An diesem Wochenende feiern wir das Jubiläum „100 Jahre Bahnhofsmission in Bochum“. Wir treffen uns am Samstagnachmittag um 16:00 Uhr vor dem Bahnhof und gehen gemeinsam in einer kleinen „Demonstration“ zur Propsteikirche. Dort gibt es auf dem Vorplatz ein gemütliches Beisammensein mit Essen und Trinken, aber auch Informationen und Gelegenheit zum Gespräch. Um 18:30 Uhr feiern wir einen festlichen ökumenischen Gottesdienst. Alle sind herzlich eingeladen mitzufeiern – vor allem die „Kunden“ der Bahnhofsmission.

Der Bahnhof ist ein Sinnbild für unser Leben: Wir sind unterwegs auf den unterschiedlichen Lebenswegen, wir machen uns auf den Weg und kommen an, um uns wieder neu auf den Weg zu machen. Wir hoffen darauf, Weggefährtinnen und -gefährten zu finden und auf Menschen zu treffen, die es gut mit uns meinen.

Zum Bahnhof kommen Menschen, die auf der Flucht sind. Die einen, weil sie vertrieben wurden oder ihre Heimat nicht mehr lebenswert ist, die anderen, weil sie gefangen sind in einem Teufelskreis aus Erwartungsdruck, Stress und Hetze. Sie alle möchten zur Ruhe kommen und Heimat finden.

Zum Bahnhof kommen Menschen, deren Leben gescheitert und vor die Wand gefahren ist, deren Leben die Richtung oder den Boden unter den Füßen verloren hat. Sie haben Sehnsucht nach einem offenen Herz und einem freundlichen Lächeln, das auch den Gescheiterten und Verlorenen gilt.

Die Arbeit der Bahnhofsmission lebt von unzähligen Menschen, die sie unterstützen und fördern. Da gibt es ehrenamtliche und hauptamtliche Mitarbeiterinnen und Mitarbeiter, aber auch Freunde und Förderer. Wir wünschen ihnen, dass ihr Einsatz ihnen nicht zur Belastung wird, weil wir wissen, dass sie für ganz viele Menschen eine Quelle der Freude und der Mitmenschlichkeit sind.

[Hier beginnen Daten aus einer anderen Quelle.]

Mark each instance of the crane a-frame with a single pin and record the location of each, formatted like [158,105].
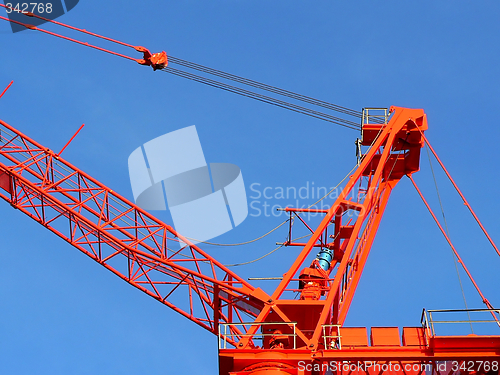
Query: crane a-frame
[259,333]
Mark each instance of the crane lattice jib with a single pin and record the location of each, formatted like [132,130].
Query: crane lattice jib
[120,236]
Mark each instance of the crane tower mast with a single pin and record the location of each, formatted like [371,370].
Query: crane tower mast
[299,328]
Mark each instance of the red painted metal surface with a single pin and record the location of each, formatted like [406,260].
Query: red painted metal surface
[258,333]
[120,236]
[296,336]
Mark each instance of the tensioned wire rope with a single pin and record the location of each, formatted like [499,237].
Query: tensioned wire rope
[264,98]
[217,73]
[291,218]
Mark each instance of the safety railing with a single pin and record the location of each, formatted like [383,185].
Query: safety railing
[470,317]
[227,332]
[375,115]
[332,336]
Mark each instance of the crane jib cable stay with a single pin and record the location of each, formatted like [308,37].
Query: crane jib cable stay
[159,61]
[301,323]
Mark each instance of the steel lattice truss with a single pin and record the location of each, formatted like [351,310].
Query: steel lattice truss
[120,236]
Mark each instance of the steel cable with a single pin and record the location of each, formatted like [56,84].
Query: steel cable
[263,98]
[266,87]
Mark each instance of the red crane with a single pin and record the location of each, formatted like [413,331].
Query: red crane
[259,333]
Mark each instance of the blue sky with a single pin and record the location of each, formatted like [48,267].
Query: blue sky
[62,313]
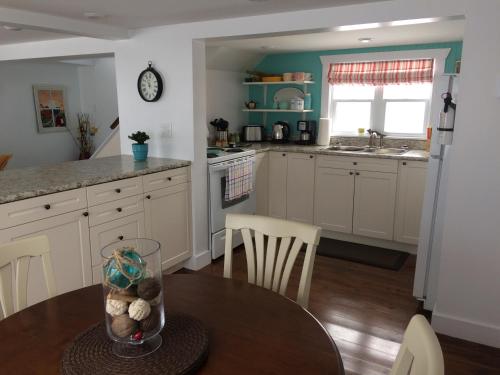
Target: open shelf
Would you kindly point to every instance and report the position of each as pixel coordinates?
(279, 83)
(278, 110)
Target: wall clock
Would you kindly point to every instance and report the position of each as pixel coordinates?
(150, 84)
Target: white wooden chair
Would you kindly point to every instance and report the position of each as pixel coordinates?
(17, 254)
(420, 352)
(266, 268)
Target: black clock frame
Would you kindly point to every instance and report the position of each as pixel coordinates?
(158, 78)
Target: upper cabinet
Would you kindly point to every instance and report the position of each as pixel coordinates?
(410, 197)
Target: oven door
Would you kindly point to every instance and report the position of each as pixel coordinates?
(218, 207)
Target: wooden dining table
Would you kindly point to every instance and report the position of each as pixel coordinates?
(251, 330)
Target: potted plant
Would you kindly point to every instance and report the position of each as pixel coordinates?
(140, 148)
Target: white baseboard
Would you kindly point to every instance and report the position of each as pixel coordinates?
(466, 329)
(198, 261)
(412, 249)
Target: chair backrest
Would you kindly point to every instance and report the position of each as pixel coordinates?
(18, 254)
(270, 268)
(420, 352)
(4, 158)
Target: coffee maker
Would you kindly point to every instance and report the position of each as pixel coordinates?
(307, 129)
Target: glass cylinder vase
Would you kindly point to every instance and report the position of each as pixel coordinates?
(133, 296)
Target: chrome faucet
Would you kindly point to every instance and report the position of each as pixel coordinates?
(373, 135)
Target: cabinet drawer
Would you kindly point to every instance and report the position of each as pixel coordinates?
(165, 179)
(121, 229)
(112, 191)
(360, 164)
(115, 210)
(28, 210)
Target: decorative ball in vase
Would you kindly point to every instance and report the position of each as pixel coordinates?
(140, 148)
(133, 296)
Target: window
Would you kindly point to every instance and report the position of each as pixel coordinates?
(398, 110)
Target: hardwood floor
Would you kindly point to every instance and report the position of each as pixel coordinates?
(366, 310)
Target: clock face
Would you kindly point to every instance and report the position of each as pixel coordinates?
(150, 85)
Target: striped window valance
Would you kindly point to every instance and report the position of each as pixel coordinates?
(377, 73)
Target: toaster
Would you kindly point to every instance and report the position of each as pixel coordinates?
(253, 133)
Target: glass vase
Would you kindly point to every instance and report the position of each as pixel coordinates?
(133, 296)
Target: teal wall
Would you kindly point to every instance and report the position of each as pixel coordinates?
(310, 62)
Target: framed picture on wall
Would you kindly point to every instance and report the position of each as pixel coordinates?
(50, 108)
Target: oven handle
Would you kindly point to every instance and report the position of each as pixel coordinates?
(225, 165)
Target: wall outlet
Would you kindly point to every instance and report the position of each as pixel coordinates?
(167, 130)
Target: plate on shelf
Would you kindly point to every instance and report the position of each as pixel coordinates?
(288, 93)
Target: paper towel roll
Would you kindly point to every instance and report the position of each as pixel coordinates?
(323, 132)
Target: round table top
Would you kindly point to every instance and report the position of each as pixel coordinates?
(251, 329)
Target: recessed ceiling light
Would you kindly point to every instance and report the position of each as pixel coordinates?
(365, 40)
(92, 15)
(12, 28)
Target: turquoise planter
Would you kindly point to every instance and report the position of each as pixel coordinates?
(140, 151)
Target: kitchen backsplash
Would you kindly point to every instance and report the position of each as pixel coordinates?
(413, 144)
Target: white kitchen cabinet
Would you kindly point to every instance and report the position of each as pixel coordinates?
(168, 220)
(277, 184)
(70, 252)
(333, 199)
(374, 202)
(409, 201)
(101, 235)
(261, 182)
(300, 187)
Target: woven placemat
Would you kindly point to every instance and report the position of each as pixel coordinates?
(184, 351)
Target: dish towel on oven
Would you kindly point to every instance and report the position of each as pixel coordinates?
(239, 180)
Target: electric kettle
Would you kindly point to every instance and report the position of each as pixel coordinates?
(281, 132)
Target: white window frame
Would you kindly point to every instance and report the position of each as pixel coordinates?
(432, 109)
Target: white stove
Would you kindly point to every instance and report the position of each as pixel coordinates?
(219, 161)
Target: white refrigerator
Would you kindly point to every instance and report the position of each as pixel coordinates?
(431, 225)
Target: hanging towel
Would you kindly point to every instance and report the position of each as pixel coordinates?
(239, 180)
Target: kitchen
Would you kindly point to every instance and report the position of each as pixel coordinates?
(363, 180)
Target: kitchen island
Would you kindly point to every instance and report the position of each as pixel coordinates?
(82, 206)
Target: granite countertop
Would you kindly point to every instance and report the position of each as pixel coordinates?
(415, 155)
(23, 183)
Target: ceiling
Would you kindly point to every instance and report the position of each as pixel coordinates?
(386, 35)
(133, 14)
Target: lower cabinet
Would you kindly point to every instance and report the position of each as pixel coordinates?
(168, 220)
(261, 182)
(374, 201)
(409, 201)
(69, 242)
(333, 199)
(277, 184)
(300, 187)
(101, 235)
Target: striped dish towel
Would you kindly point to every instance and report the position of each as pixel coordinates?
(239, 180)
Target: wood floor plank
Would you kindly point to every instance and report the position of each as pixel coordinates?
(366, 310)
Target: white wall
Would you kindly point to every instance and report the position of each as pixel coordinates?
(18, 127)
(468, 299)
(98, 94)
(225, 98)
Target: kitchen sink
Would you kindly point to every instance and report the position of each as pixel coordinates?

In den Zeiten der Pandemie hat sich eine besondere Zusammenarbeit der Propsteipfarrei und der Bahnhofsmission entwickelt, durch die eine Seitenkapelle der Propsteikirche zur Zweigstelle der Bahnhofsmission wurde. Werktags sind Mitarbeiterinnen und Mitarbeiter der Bahnhofsmission in der Kirche, damit Menschen, die es wünschen – oder sogar ganz besonders benötigen – eine Tasse Tee oder Kaffee, eine Süßigkeit und vor allem eine freundliches Wort bekommen. Während auf der einen Seite der Kirche Menschen in der Anbetung Trost finden und die Gegenwart des liebenden Gottes erleben können, können sie die gleiche Frohe Botschaft vom liebenden Gott auf der anderen Seite der Kirche durch die tätige Nächstenliebe der Mitarbeiterinnen und Mitarbeiter der Bahnhofsmission erleben.
Was in diesem Kirchenraum in der Bochumer Innenstadt sichtbar und spürbar wird, gilt für die ganze Propsteipfarrei: Hier ist ein Stück Himmel auf Erden.

Im Namen der ganzen Propsteipfarrei gratuliere ich von ganzem Herzen der Bahnhofsmission zum Jubiläum: Vergelt’s Gott!